Cable television is definitely making its presence known in my life. It's the one week anniversary of its instillation, and I've already watched more TV this week than I have in three months. This is BAD. I have managed to maintain my rule of not turning on the TV during the day, but the nights have become trouble. Around six pm I watch the news, then “The Daily Show” on Comedy Central (man, do I wish I was writing for that show!), then I have about 150 movie channels to choose from. Who knew there were so many channels showing movies from my childhood ALL THE TIME? I can watch “Beverly Hills Cop” every day if I want to.
I've always wondered about a few of the people in my building who never seem to leave their apartments. I pass by their doors and can hear the TV on and now I understand%3A they have cable. The outside world can't compete.
So what's a writer boy to do? Get out of the house, I suppose. I've already made myself go out during the day to cafes to write. Now I've got to figure out the night part. Problem is most of my friends are married and don't go to bars, and I can't stand going out like that by myself. The alcohol goes straight to the depression switch. Not to mention it's too expensive to do that often. And I can only go to so many movies, which is pretty much the only alternative I can think of most of the time. Looks like its time to sign up for some more classes. Better myself. Last year I took cooking, salsa dancing, and photography. My friends thought I was crazy but what did they know? They already had “significant others” and cable television.

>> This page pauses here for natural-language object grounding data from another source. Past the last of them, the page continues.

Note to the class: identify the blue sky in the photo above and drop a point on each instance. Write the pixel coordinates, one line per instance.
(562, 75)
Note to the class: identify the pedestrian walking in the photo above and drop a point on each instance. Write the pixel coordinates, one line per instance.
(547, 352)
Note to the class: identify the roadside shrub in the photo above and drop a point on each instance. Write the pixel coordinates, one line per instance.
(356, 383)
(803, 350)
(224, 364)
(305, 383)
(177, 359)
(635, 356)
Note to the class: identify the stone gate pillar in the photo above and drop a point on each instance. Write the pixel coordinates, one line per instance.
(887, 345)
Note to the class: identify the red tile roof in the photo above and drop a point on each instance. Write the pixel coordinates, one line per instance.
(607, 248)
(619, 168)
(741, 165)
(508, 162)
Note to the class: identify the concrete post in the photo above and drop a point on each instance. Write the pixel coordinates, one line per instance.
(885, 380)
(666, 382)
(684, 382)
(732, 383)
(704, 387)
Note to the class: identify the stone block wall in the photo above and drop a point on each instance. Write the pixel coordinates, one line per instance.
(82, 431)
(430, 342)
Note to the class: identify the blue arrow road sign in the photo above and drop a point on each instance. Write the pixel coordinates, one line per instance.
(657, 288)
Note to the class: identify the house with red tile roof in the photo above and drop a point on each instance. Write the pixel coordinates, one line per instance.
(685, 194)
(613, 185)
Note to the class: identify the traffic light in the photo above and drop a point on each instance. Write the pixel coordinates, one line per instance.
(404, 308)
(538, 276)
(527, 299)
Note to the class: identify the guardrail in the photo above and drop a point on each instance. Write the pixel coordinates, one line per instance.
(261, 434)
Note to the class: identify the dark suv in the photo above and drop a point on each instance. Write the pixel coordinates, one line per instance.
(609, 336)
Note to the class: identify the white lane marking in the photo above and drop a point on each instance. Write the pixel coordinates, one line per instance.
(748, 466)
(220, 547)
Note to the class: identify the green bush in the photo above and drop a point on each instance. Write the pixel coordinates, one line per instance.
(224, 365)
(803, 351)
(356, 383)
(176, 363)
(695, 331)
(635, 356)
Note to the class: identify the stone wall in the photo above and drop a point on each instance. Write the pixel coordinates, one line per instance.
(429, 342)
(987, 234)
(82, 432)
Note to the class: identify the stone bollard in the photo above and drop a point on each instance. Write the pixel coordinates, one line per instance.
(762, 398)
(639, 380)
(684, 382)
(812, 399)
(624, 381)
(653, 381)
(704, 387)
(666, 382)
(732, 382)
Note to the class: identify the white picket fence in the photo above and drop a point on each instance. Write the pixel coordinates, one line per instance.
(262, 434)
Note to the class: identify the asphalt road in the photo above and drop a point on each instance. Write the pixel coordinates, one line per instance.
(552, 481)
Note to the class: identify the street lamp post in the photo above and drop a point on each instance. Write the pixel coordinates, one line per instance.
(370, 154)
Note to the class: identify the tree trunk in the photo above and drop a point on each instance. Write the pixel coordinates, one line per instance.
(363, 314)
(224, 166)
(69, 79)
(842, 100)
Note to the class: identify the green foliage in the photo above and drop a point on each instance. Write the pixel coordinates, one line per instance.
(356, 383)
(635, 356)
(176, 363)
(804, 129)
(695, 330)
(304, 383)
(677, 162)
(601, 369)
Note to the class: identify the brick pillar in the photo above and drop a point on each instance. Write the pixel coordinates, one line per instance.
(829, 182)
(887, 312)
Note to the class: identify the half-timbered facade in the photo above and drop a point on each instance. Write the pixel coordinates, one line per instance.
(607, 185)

But enough about that. I went on a blind date this morning. I'd promised myself I would never do that again, but dating is like the lottery; you can't win if you don't play. My friend in San Diego had a friend she wanted me to meet, and since we are both “freelancers,” we agreed to meet for brunch in Santa Monica. We emailed to coordinate, and I appreciated the fact she kept things brief. I didn't want to get into a long e-courtship, deciphering her emails for signs of personality and concocting clever, witty replies for weeks only to be disappointed by the real person. So I managed to show up at the restaurant relaxed and with absolutely no expectations whatsoever. I didn't even ask my friend if this girl was attractive. Nothing. All I knew was she was in the design field, so I bet myself she wore glasses. (I was wrong). Turns out she was attractive, not a knockout but pretty and down to earth. A design-type. We survived that awkward first few minutes where you have to look at the menu but also make small talk and managed to order. I wish there was something eventful and illuminating and funny to tell you about this date, but there really wasn't. It was perfectly… nice. She even paid for the meal because she had been twenty five minutes late and felt bad. Very noble of her, I thought. I offered to pay, really I did, but she wouldn't accept my money. “You can pay next time,” she said. Which Perceptive Me can deduce means that she wants to go out with me again. And when we were leaving she said, “Let's go see a movie sometime.” Which I also think means that she might want me to take her to a movie. You don't say that if you want the person to vanish forever. “Sure,” I said. Which is my way of playing things “cool.” Another word, like “Absolutely!” or “Definitely!!” or “How about tonight?” would have sounded… desperate. And though I am many things, I'm NOT desperate.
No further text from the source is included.